Death is a part of life that sometimes makes people uncomfortable. Some people don’t even like to say the word die. To make it easier to discuss, people use many euphemisms. You will probably hear the following: He’s passed. She passed away. My grandmother passed on. All these phrases mean the same thing: Someone has died.

VOCABULARY

ashes: what is left after cremation

body: what is left of the person after he or she has died

burial: putting the body into the ground after the funeral

casket: a special box, usually wood or metal, for the body

cemetery: a place where people are buried

charity: a group or organization that helps people in need

coffin: another word for the casket

condolences: feelings of sympathy or sadness for the friend’s loss

cremation: a service where the body is burned instead of buried

euphemism: a way to say something that avoids words that make people uncomfortable

funeral: the final service for someone who has died

funeral home: a special business that takes care of funeral services and cares for the person’s body

headlights: the front lights of a car

in lieu of: instead of (this is another French expression that we have adopted into English)

interment: burial

loss: what we feel when someone we love dies

make a donation: give something (usually money) to a charity

making arrangements: planning the funeral

memorial service: a special service where friends may celebrate the person who has died

obituary: a notice in the newspaper about someone’s death

passed, passed away, passed on: died

procession: a line of people or cars in a special ceremony

remains: the body of someone who has died

rites: ceremonies

scatter: let go in many directions with the wind

sympathy: a feeling that shows that you know someone is suffering

urn: a covered container like a jar or vase for the ashes of a cremated body

viewing: a time to see the body for the last time

visiting times: when people may visit the family at the funeral home

wake: a service where the casket is in a special room where friends and family visit

GRAMMAR REMINDER 2: Expressions of Sympathy

These are some common ways to express sympathy when someone has died:

I’m so sorry about your loss.

You have my sympathy.

You have my condolences.

Your family is in my thoughts/prayers.

MORE FUN WITH IDIOMATIC EXPRESSIONS: Dying

Death is one of those taboos: things people don’t like to talk about or think about.
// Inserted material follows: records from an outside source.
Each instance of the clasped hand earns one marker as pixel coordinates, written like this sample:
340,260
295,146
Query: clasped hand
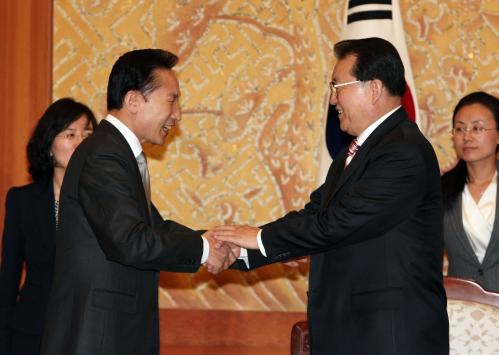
225,245
222,255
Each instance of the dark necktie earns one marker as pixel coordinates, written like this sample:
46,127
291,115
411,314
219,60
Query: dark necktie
144,173
352,149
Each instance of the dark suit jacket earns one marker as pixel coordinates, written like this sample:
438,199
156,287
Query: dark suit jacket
374,231
462,259
28,237
108,253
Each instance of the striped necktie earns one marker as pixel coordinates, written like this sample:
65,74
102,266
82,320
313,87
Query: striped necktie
352,149
144,173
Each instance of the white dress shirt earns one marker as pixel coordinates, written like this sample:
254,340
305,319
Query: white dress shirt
361,138
136,147
478,218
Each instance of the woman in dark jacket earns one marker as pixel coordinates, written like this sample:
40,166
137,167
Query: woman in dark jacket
31,223
471,223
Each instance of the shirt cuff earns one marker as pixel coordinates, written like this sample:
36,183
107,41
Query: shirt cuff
206,250
260,244
243,255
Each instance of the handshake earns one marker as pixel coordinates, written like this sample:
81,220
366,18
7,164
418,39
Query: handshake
226,243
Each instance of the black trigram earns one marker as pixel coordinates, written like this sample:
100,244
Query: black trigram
368,14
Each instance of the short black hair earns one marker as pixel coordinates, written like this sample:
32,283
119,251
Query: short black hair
58,116
376,59
454,180
134,70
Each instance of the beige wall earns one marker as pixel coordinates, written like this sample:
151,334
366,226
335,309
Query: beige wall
254,94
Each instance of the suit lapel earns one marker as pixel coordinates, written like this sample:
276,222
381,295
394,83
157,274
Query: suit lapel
490,252
45,214
456,219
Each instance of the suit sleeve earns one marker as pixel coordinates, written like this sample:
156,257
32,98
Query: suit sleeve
10,271
385,194
111,197
257,259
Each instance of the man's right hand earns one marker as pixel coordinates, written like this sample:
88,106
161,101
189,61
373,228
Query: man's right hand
220,256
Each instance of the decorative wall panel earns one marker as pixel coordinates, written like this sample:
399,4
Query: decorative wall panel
254,79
Of course, it’s always serious when someone we love dies. But when talking about death in general, lots of people find that it helps to be casual or funny about it. You may hear some of these expressions, all of which mean to die, even if they don’t always refer to people.

kick the bucket

He started shopping around for cars because his old one with the oil leak is about to kick the bucket.

buy the farm

He could tell by the third chapter of the book that the main character was going to buy the farm before the end.

meet one’s maker

The cowboy in the movie told the bad guy that he was about to meet his maker.

push up daisies

Lots of people who talked about how safe smoking is are now pushing up daisies.

bite the dust

She watched as each chicken was taken from the farm to be slaughtered for dinner. Each time, she said to her brother, “Oh, well. Another one bites the dust.”

Fun Fact!

We bet you didn’t think there could be a fun fact in this section. Well, there is. Although people don’t like to say the word die when they’re talking about death, they use the word and words related to death all the time in casual conversation: “My car died.” “The battery is dead.” “This play is boring me to death!”